Bien évidemment, les esprits chagrins signaleront que tout ceci tient du roman à l’eau de rose et que ce romantisme de pacotille brosse le public dans le sens du poil. Les accusations n’ont cessé de pleuvoir sur le long-métrage depuis l’époque de sa sortie par une critique qui n’envisage le cinéma que sous l’angle de la Nouvelle Vague. Effectivement, Angélique marquise des anges ne bouleverse en rien la grammaire cinématographique et Bernard Borderie n’est clairement pas le plus grand metteur en scène qui soit. Il parvient toutefois à créer une œuvre valeureuse, d’une bonne tenue sur le plan technique, rythmée et jamais ennuyeuse. Soignant les décors et profitant d’un superbe thème musical emphatique signé Michel Magne, Borderie parvient à donner vie aux personnages et à créer une réelle empathie pour eux.
Un triomphe européen qui permet d’initier une série lucrative
Au passage, il en profite tout de même pour asséner quelques vérités sur les dérives autoritaires des monarchies, les dangers de la théocratie, tout en donnant le beau rôle à un personnage de femme forte et déterminée. Pour cela, il ne brandit aucun drapeau et ne se fait le porte-étendard d’aucune cause, mais préfère divertir le grand public dans une œuvre puissamment romanesque. Oui, son long-métrage vante les vertus de l’amour et de l’amitié, oui l’esthétique est assez kitsch, mais cela correspond aux critères commerciaux de l’époque.

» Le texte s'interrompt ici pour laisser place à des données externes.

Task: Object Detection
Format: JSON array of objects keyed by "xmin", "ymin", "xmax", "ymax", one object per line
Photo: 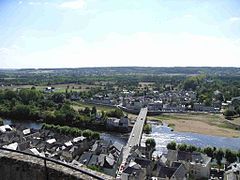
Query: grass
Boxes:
[
  {"xmin": 72, "ymin": 102, "xmax": 116, "ymax": 112},
  {"xmin": 148, "ymin": 113, "xmax": 240, "ymax": 137},
  {"xmin": 0, "ymin": 83, "xmax": 102, "ymax": 92},
  {"xmin": 168, "ymin": 123, "xmax": 175, "ymax": 129}
]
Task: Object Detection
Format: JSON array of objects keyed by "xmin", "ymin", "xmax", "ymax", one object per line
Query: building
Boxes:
[
  {"xmin": 224, "ymin": 162, "xmax": 240, "ymax": 180},
  {"xmin": 166, "ymin": 150, "xmax": 211, "ymax": 179}
]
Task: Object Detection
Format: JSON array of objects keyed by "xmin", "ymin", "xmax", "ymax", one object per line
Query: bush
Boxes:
[
  {"xmin": 143, "ymin": 124, "xmax": 152, "ymax": 134},
  {"xmin": 145, "ymin": 138, "xmax": 156, "ymax": 149},
  {"xmin": 167, "ymin": 141, "xmax": 177, "ymax": 150}
]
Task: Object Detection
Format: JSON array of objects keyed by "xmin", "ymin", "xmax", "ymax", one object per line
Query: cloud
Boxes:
[
  {"xmin": 4, "ymin": 32, "xmax": 240, "ymax": 67},
  {"xmin": 229, "ymin": 17, "xmax": 240, "ymax": 22},
  {"xmin": 183, "ymin": 14, "xmax": 193, "ymax": 18},
  {"xmin": 59, "ymin": 0, "xmax": 86, "ymax": 9}
]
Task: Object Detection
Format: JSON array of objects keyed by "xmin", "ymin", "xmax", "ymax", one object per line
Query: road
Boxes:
[{"xmin": 117, "ymin": 108, "xmax": 148, "ymax": 179}]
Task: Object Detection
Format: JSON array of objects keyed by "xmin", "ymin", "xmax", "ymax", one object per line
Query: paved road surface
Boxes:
[{"xmin": 117, "ymin": 108, "xmax": 148, "ymax": 179}]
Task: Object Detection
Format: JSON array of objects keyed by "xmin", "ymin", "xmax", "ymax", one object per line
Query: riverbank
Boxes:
[{"xmin": 148, "ymin": 113, "xmax": 240, "ymax": 138}]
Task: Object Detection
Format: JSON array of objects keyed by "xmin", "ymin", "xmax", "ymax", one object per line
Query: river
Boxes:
[
  {"xmin": 142, "ymin": 124, "xmax": 240, "ymax": 155},
  {"xmin": 3, "ymin": 119, "xmax": 240, "ymax": 155},
  {"xmin": 3, "ymin": 119, "xmax": 128, "ymax": 145}
]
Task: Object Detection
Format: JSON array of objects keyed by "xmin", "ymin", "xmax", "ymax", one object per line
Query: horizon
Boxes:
[
  {"xmin": 0, "ymin": 0, "xmax": 240, "ymax": 69},
  {"xmin": 0, "ymin": 66, "xmax": 240, "ymax": 70}
]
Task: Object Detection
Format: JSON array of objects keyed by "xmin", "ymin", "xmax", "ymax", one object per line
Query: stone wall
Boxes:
[{"xmin": 0, "ymin": 150, "xmax": 113, "ymax": 180}]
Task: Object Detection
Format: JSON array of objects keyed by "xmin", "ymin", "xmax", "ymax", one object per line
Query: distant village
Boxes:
[
  {"xmin": 0, "ymin": 122, "xmax": 240, "ymax": 180},
  {"xmin": 83, "ymin": 90, "xmax": 239, "ymax": 115}
]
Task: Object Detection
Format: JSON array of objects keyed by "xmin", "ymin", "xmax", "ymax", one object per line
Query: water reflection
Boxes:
[{"xmin": 142, "ymin": 125, "xmax": 240, "ymax": 155}]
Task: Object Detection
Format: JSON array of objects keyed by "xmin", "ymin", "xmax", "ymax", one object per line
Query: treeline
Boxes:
[
  {"xmin": 167, "ymin": 141, "xmax": 240, "ymax": 166},
  {"xmin": 0, "ymin": 88, "xmax": 127, "ymax": 130},
  {"xmin": 42, "ymin": 123, "xmax": 100, "ymax": 139},
  {"xmin": 180, "ymin": 75, "xmax": 240, "ymax": 106}
]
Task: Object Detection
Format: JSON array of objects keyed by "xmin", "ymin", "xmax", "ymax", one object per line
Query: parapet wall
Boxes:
[{"xmin": 0, "ymin": 150, "xmax": 113, "ymax": 180}]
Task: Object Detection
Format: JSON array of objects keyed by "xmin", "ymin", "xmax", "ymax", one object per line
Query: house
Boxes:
[
  {"xmin": 107, "ymin": 117, "xmax": 120, "ymax": 128},
  {"xmin": 78, "ymin": 152, "xmax": 93, "ymax": 166},
  {"xmin": 167, "ymin": 150, "xmax": 211, "ymax": 178},
  {"xmin": 62, "ymin": 146, "xmax": 81, "ymax": 162},
  {"xmin": 224, "ymin": 162, "xmax": 240, "ymax": 180},
  {"xmin": 118, "ymin": 116, "xmax": 129, "ymax": 128},
  {"xmin": 121, "ymin": 161, "xmax": 146, "ymax": 180},
  {"xmin": 0, "ymin": 125, "xmax": 13, "ymax": 133}
]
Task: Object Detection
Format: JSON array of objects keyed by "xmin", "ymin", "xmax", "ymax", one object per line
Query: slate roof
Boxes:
[{"xmin": 78, "ymin": 152, "xmax": 93, "ymax": 165}]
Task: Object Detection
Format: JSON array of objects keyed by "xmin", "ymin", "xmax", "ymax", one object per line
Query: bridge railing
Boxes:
[{"xmin": 0, "ymin": 147, "xmax": 106, "ymax": 180}]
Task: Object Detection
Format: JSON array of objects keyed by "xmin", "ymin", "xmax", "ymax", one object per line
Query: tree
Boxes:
[
  {"xmin": 203, "ymin": 147, "xmax": 214, "ymax": 158},
  {"xmin": 143, "ymin": 124, "xmax": 152, "ymax": 134},
  {"xmin": 82, "ymin": 129, "xmax": 92, "ymax": 139},
  {"xmin": 52, "ymin": 93, "xmax": 65, "ymax": 103},
  {"xmin": 223, "ymin": 109, "xmax": 235, "ymax": 118},
  {"xmin": 225, "ymin": 149, "xmax": 237, "ymax": 163},
  {"xmin": 107, "ymin": 109, "xmax": 124, "ymax": 118},
  {"xmin": 167, "ymin": 141, "xmax": 177, "ymax": 150},
  {"xmin": 177, "ymin": 144, "xmax": 187, "ymax": 151},
  {"xmin": 91, "ymin": 106, "xmax": 97, "ymax": 116},
  {"xmin": 145, "ymin": 138, "xmax": 156, "ymax": 149},
  {"xmin": 186, "ymin": 145, "xmax": 197, "ymax": 152},
  {"xmin": 237, "ymin": 150, "xmax": 240, "ymax": 162},
  {"xmin": 215, "ymin": 148, "xmax": 224, "ymax": 167},
  {"xmin": 83, "ymin": 107, "xmax": 91, "ymax": 116},
  {"xmin": 92, "ymin": 132, "xmax": 100, "ymax": 139}
]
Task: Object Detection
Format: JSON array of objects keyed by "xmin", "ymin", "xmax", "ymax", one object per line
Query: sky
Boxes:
[{"xmin": 0, "ymin": 0, "xmax": 240, "ymax": 68}]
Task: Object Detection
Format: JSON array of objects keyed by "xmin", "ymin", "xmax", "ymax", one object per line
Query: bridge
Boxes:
[
  {"xmin": 0, "ymin": 147, "xmax": 114, "ymax": 180},
  {"xmin": 117, "ymin": 108, "xmax": 148, "ymax": 179}
]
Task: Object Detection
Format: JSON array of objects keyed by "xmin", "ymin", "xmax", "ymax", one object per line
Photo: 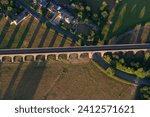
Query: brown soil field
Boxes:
[{"xmin": 0, "ymin": 61, "xmax": 136, "ymax": 100}]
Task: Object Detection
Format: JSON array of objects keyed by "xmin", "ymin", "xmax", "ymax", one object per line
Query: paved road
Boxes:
[
  {"xmin": 0, "ymin": 44, "xmax": 150, "ymax": 55},
  {"xmin": 16, "ymin": 0, "xmax": 80, "ymax": 41},
  {"xmin": 93, "ymin": 54, "xmax": 150, "ymax": 86}
]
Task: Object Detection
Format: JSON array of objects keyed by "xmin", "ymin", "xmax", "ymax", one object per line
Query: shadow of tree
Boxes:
[
  {"xmin": 27, "ymin": 22, "xmax": 42, "ymax": 48},
  {"xmin": 59, "ymin": 35, "xmax": 67, "ymax": 47},
  {"xmin": 5, "ymin": 23, "xmax": 21, "ymax": 49},
  {"xmin": 17, "ymin": 17, "xmax": 34, "ymax": 48},
  {"xmin": 49, "ymin": 31, "xmax": 58, "ymax": 47},
  {"xmin": 134, "ymin": 86, "xmax": 143, "ymax": 100},
  {"xmin": 3, "ymin": 63, "xmax": 23, "ymax": 100},
  {"xmin": 0, "ymin": 20, "xmax": 10, "ymax": 44},
  {"xmin": 38, "ymin": 28, "xmax": 50, "ymax": 47}
]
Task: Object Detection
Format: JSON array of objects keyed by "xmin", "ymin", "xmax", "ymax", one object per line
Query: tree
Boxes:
[
  {"xmin": 140, "ymin": 86, "xmax": 150, "ymax": 100},
  {"xmin": 106, "ymin": 67, "xmax": 115, "ymax": 76}
]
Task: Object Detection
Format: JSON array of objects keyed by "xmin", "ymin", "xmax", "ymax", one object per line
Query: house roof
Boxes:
[{"xmin": 37, "ymin": 0, "xmax": 48, "ymax": 7}]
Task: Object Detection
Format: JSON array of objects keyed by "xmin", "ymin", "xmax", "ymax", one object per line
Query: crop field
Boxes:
[
  {"xmin": 0, "ymin": 17, "xmax": 72, "ymax": 49},
  {"xmin": 0, "ymin": 62, "xmax": 136, "ymax": 99},
  {"xmin": 109, "ymin": 0, "xmax": 150, "ymax": 37}
]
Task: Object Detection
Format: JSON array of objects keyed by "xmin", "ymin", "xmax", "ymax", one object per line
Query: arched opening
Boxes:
[
  {"xmin": 69, "ymin": 54, "xmax": 78, "ymax": 60},
  {"xmin": 36, "ymin": 55, "xmax": 45, "ymax": 62},
  {"xmin": 80, "ymin": 53, "xmax": 89, "ymax": 59},
  {"xmin": 25, "ymin": 55, "xmax": 34, "ymax": 62},
  {"xmin": 13, "ymin": 56, "xmax": 23, "ymax": 62},
  {"xmin": 47, "ymin": 54, "xmax": 56, "ymax": 61},
  {"xmin": 92, "ymin": 52, "xmax": 101, "ymax": 60},
  {"xmin": 58, "ymin": 54, "xmax": 67, "ymax": 60},
  {"xmin": 2, "ymin": 56, "xmax": 12, "ymax": 63}
]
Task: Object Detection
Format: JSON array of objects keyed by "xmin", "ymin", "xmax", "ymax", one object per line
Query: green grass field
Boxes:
[
  {"xmin": 0, "ymin": 17, "xmax": 72, "ymax": 49},
  {"xmin": 109, "ymin": 0, "xmax": 150, "ymax": 37}
]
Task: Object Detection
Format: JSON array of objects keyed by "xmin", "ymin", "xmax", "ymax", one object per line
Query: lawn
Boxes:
[
  {"xmin": 109, "ymin": 0, "xmax": 150, "ymax": 37},
  {"xmin": 0, "ymin": 61, "xmax": 136, "ymax": 99}
]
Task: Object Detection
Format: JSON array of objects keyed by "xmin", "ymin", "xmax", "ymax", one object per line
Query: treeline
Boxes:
[
  {"xmin": 0, "ymin": 0, "xmax": 23, "ymax": 15},
  {"xmin": 104, "ymin": 51, "xmax": 150, "ymax": 78},
  {"xmin": 140, "ymin": 86, "xmax": 150, "ymax": 100}
]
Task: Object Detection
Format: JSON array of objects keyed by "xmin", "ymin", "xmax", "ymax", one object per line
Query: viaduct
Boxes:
[{"xmin": 0, "ymin": 44, "xmax": 150, "ymax": 63}]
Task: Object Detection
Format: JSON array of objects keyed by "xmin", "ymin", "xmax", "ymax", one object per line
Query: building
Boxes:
[{"xmin": 10, "ymin": 10, "xmax": 29, "ymax": 25}]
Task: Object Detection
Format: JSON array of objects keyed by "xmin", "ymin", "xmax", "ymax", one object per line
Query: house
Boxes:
[
  {"xmin": 10, "ymin": 10, "xmax": 29, "ymax": 25},
  {"xmin": 37, "ymin": 0, "xmax": 48, "ymax": 8}
]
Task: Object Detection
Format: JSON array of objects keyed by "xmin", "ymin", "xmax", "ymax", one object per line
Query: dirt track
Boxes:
[{"xmin": 0, "ymin": 62, "xmax": 135, "ymax": 99}]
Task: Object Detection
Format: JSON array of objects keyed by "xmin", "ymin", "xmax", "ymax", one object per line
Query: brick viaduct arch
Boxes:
[{"xmin": 0, "ymin": 49, "xmax": 148, "ymax": 63}]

Tandis que les critiques ont étrillé le film, le grand public a répondu présent avec près de 3 millions de spectateurs rien qu’en France. Le long-métrage a ainsi pu se hisser à la 11ème marche du podium annuel français de 1964. Toutefois, Angélique a aussi été une excellente affaire à l’exportation puisqu’elle a attiré plus de 5,5 millions de spectateurs allemands dans les salles de RFA et 5,4 millions d’Italiens. Un triomphe européen qui appelait nécessairement une suite aux aventures de la belle marquise, qui fut tournée en réalité en même temps que le premier opus, afin de profiter des décors et donc d’économiser à la fois sur les frais de tournage, mais aussi le salaire des acteurs. Merveilleuse Angélique (1965) allait ainsi pouvoir débouler sur les grands écrans tout juste six mois après la première époque pour le plus grand plaisir de ses fans.